During the day the hordes of insects barely register as a mild annoyance, and even on expeditions into the jungle you can get away with forgetting the bug spray. One must sleep, however, and during the night the devil bugs become virtually inescapable. I have experimented with numerous different strategies: the installed mosquito net (obvious, perhaps, yet largely ineffective), cocooning beneath the sheets (too frickin’ hot), lavish quantities of repellent (temporary relief from non-spider attackers along the lines of 2 hours), and long pants and shirts (no more effective than the mosquito net, too frickin’ hot, and too frickin’ not-covering-my-face).

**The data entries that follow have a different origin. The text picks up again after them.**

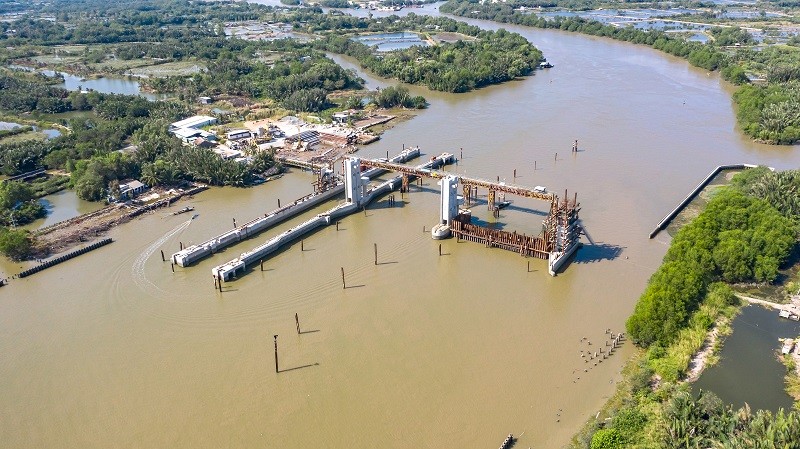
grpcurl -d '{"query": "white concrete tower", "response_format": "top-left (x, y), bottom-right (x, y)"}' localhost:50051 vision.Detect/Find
top-left (344, 157), bottom-right (363, 206)
top-left (439, 176), bottom-right (458, 225)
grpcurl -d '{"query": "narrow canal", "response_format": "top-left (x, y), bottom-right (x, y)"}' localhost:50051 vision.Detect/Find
top-left (0, 8), bottom-right (800, 448)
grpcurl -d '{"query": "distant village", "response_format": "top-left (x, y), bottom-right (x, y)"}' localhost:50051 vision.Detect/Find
top-left (169, 107), bottom-right (395, 165)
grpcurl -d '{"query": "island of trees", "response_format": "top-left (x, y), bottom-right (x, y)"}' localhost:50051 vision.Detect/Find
top-left (572, 167), bottom-right (800, 449)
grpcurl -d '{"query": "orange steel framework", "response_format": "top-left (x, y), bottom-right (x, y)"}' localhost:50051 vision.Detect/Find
top-left (361, 159), bottom-right (580, 259)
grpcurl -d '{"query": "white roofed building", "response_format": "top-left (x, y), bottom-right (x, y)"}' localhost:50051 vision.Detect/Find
top-left (169, 115), bottom-right (217, 131)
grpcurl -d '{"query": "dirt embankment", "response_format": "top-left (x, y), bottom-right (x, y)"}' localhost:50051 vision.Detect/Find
top-left (35, 185), bottom-right (208, 258)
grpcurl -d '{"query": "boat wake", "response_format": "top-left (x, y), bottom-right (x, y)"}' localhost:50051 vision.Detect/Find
top-left (131, 218), bottom-right (192, 294)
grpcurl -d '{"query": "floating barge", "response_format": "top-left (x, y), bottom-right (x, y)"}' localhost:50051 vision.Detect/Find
top-left (171, 147), bottom-right (420, 267)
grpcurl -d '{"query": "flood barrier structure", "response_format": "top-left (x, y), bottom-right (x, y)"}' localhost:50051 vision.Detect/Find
top-left (362, 160), bottom-right (581, 276)
top-left (171, 147), bottom-right (420, 267)
top-left (17, 238), bottom-right (113, 278)
top-left (211, 153), bottom-right (455, 281)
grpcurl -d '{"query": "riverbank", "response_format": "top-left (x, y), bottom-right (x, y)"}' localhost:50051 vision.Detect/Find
top-left (34, 184), bottom-right (208, 258)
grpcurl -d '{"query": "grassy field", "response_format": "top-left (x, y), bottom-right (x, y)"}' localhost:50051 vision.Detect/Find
top-left (125, 61), bottom-right (207, 78)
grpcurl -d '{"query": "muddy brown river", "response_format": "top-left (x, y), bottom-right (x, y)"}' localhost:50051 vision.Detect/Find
top-left (0, 9), bottom-right (800, 449)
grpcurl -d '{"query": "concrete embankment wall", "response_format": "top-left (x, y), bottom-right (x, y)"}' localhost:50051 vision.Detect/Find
top-left (17, 238), bottom-right (113, 278)
top-left (650, 164), bottom-right (757, 239)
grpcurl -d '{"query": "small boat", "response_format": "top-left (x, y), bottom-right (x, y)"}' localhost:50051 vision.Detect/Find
top-left (500, 433), bottom-right (514, 449)
top-left (431, 223), bottom-right (450, 240)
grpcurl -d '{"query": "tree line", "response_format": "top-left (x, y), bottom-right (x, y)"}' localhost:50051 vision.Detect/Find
top-left (626, 188), bottom-right (797, 347)
top-left (439, 0), bottom-right (800, 144)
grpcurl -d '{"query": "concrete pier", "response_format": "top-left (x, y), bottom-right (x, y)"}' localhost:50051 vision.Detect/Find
top-left (171, 147), bottom-right (420, 267)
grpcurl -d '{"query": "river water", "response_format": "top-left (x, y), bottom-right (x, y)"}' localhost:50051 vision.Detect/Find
top-left (0, 8), bottom-right (800, 448)
top-left (694, 306), bottom-right (800, 412)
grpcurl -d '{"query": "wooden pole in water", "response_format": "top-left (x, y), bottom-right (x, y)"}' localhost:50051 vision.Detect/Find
top-left (274, 335), bottom-right (280, 373)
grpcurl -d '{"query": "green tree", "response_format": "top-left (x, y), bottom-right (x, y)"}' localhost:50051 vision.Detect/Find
top-left (0, 227), bottom-right (33, 260)
top-left (590, 429), bottom-right (625, 449)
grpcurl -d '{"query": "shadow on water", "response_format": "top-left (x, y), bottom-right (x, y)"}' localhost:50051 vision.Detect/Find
top-left (367, 197), bottom-right (409, 210)
top-left (278, 362), bottom-right (319, 373)
top-left (573, 242), bottom-right (624, 263)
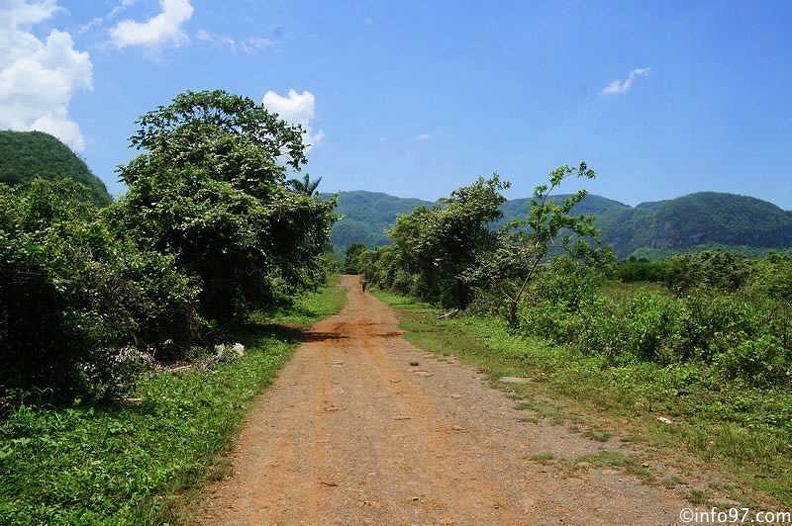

And so we are a deranged Swiss Family Robinson, a haggard bunch of bedraggled misfits absentmindedly scratching at chins and earlobes like homeless crack junkies. It’s going to be difficult convincing people back at home that we stayed in a nice rental on the beach as opposed to roughing it naked in the Amazon jungle for a sadistic reality television program. In the end, however, I have made my peace with the legions of biting flies, spiders, mosquitos, ants, and no-see-ums. My left cheek may be swollen larger than my right, but you can only really tell if you are looking for it. My ankles and forehead are riddled with lumps like a bad case of the chicken pox, but I was flying hundreds of feet above the ground through the canopy level of the jungle on a zip line the other day, and that’s more than a fair trade. I just swatted something crunchy away from my temple, but it didn’t faze me in the least. Take that buggies.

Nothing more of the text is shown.